• PROPOSITION DE LOI : EUTHANASIE ET SUICIDE ASSISTE, POUR UNE FIN DE VIE DIGNE

  • Cette proposition de loi déposée par le Groupe France Insoumise dans le cadre de sa journée d’initiative parlementaire vise à légaliser l’euthanasie et le suicide assisté. Elle est largement inspirée des législations belge et luxembourgeoise sur le sujet.

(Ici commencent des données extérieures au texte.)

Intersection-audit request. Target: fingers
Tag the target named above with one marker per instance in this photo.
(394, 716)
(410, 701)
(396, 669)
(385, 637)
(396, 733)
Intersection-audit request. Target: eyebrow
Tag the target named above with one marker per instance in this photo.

    Si cette proposition de loi devrait faire l’objet d’une motion de renvoi en commission par la majorité, cette dernière reste néanmoins (en partie) favorable à un changement de la législation relative à la fin de vie en légalisant l’euthanasie. 

    La proposition de loi décrit les procédures d’euthanasie et du suicide assisté. La demande peut être faire par « toute personne atteinte d’une affection grave ou incurable, qu’elle qu’en soit la cause, lui infligeant une souffrance physique ou psychique qu’elle juge insupportable et qui ne peut être apaisée, ou la plaçant dans un état de dépendance qu’elle estime incompatible avec sa dignité ».

    La PPL prévoit que personne n’est tenu de participer à une euthanasie ou à une assistance au suicide, mais aussi que personne ne peut entraver l’acte d’euthanasie ou d’assistance au suicide si celui-ci est conforme au droit en vigueur. Ainsi, si un médecin décide d’invoquer la clause de conscience prévue par le texte, il est tenu d’orienter immédiatement le patient vers un autre praticien susceptible de déférer à la volonté du patient.

    Il est prévu une hiérarchie des modes d’expression de la volonté du patient dans l’ordre suivant : patient, directives anticipées, personne de confiance. Le caractère incurable ou grave de l’affection et l’impossibilité d’en apaiser les souffrances sont établis par au moins deux médecins (leur avis fait l’objet d’un rapport remis au patient ainsi qu’à sa personne de confiance). Un médecin s’assure que le patient est capable et conscient et que sa demande revêt un caractère libre, éclairé, réfléchi et explicite. Sans quoi, les directives anticipées ou, à défaut, la personne de confiance exprime sa volonté.

    Le Groupe les Républicains considère que cette proposition de loi intervient beaucoup trop tôt après le vote de la loi Claeys-Leonetti adoptée en 2016. Pour rappel cette proposition de loi, adoptée à l’unanimité, créait un droit à la sédation profonde (« un droit de dormir avant de mourir » Jean Leonetti) et rendait les directives anticipées plus contraignantes. Elle avait fait l’objet d’une large consultation et était une loi de consensus (PS-LR) sur un sujet complexe.

    Il est avant tout nécessaire de faire un bilan de son application et un état des lieux sur le développement des soins palliatifs avant de vouloir changer complètement l’approche de la législation française concernant la fin de vie.

    En commission, le Groupe LREM a demandé au groupe France Insoumise de retirer sa PPL afin qu’elle soit discutée à l’issue des Etats-Généraux de la Bioéthique (ouverts le 18 janvier dernier). Ceci témoigne tout de même de la volonté de la majorité de voter un texte sur ce sujet prochainement.

    Les députés LREM se sont ensuite abstenus sur les amendements de suppression déposés par des députés les Républicains et MODEM mais ont voté contre les articles… Une position peu cohérente !

    Pour la séance, le Groupe LREM a déposé une motion de renvoi du texte en commission, les articles du texte ne seront donc pas discutés. Le Groupe les Républicains maintiendra sa position, considérant qu’un an et demi après le vote de la loi Claeys-Leonetti, il est trop tôt pour légiférer à nouveau sur ce sujet.